Correspondance de Voltaire/1746/Lettre 1791
J’ai passé plusieurs fois chez vous[2] pour vous remercier d’avoir donné au public des pensées[3] au-dessus de lui. Le siècle qui a produit les Étrennes de la Saint-Jean[4], les Écosseuses[5], Misapouf[6], ne vous méritait pas ; mais enfin il vous possède, et je bénis la nature. Il y a un an que je dis que vous êtes un grand homme, et vous avez révélé mon secret. Je n’ai lu encore que les deux tiers de votre livre ; je vais dévorer la troisième partie. Je l’ai porté aux antipodes, dont je reviendrai incessamment pour embrasser l’auteur, pour lui dire combien je l’aime, et avec quels transports je m’unis à la grandeur de son âme et à la sublimité de ses réflexions, comme à l’humanité de son caractère. Il y a des choses qui ont affligé ma philosophie ; ne peut-on pas adorer l’Être suprême sans se faire capucin[7] ? N’importe, tout le reste m’enchante vous êtes l’homme que je n’osais espérer, et je vous conjure de m’aimer.
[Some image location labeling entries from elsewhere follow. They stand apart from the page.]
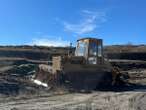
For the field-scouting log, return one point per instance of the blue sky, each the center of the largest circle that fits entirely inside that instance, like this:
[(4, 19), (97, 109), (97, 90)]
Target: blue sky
[(58, 22)]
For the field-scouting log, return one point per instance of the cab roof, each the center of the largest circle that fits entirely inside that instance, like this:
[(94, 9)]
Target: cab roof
[(89, 38)]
- ↑ Vauvenargues ayant donné son livre en février 1746, cette lettre a dû suivre de près.
- ↑ Vauvenargues avait quitté Aix, et demeurait alors à Paris, rue du Paon, faubourg Saint-Germain, hôtel de Tours. (Cl.)
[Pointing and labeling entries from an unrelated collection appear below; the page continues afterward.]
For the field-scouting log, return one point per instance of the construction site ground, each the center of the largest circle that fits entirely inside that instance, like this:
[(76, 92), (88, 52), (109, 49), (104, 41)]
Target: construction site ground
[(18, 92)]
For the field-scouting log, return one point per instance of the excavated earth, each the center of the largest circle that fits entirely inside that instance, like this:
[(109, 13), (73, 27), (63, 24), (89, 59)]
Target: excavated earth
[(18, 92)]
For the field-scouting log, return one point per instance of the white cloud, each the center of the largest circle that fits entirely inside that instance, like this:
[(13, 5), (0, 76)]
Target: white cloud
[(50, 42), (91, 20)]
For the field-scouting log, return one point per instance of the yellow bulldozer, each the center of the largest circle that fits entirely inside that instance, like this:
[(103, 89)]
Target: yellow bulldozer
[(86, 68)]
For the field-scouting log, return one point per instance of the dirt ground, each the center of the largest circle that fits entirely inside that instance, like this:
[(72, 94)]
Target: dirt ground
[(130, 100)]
- ↑ Allusion au volume in-12 paru en janvier sous le titre d’Introduction à la connaissance de l’esprit humain, suivie de Réflexions et de Maximes.
- ↑ Recueil de divers auteurs, entre autres Montesquieu, le comte de Maurepas, le comte de Caylus, et La Chaussée. C’est un volume in-12 dont la première édition est de 1742.
- ↑ C’est le titre d’un volume in-12 publié en 1739, et dont on dit que les auteurs sont Vadé, le comte de Caylus, et la comtesse de Verrue.
- ↑ Le Sultan Misapouf et la Princesse Grisemine, par Voisenon, 1746, deux parties in-12.
- ↑ Voltaire fait ici allusion, non pas à quelques maximes qui ont également affligé sa philosophie ; mais à la Méditation sur la foi, car il dit précédemment qu’il n’a lu encore que les deux tiers du livre : or, dans la première édition, la Méditation est à peu près à la moitié du volume, et les Maximes sont à la fin.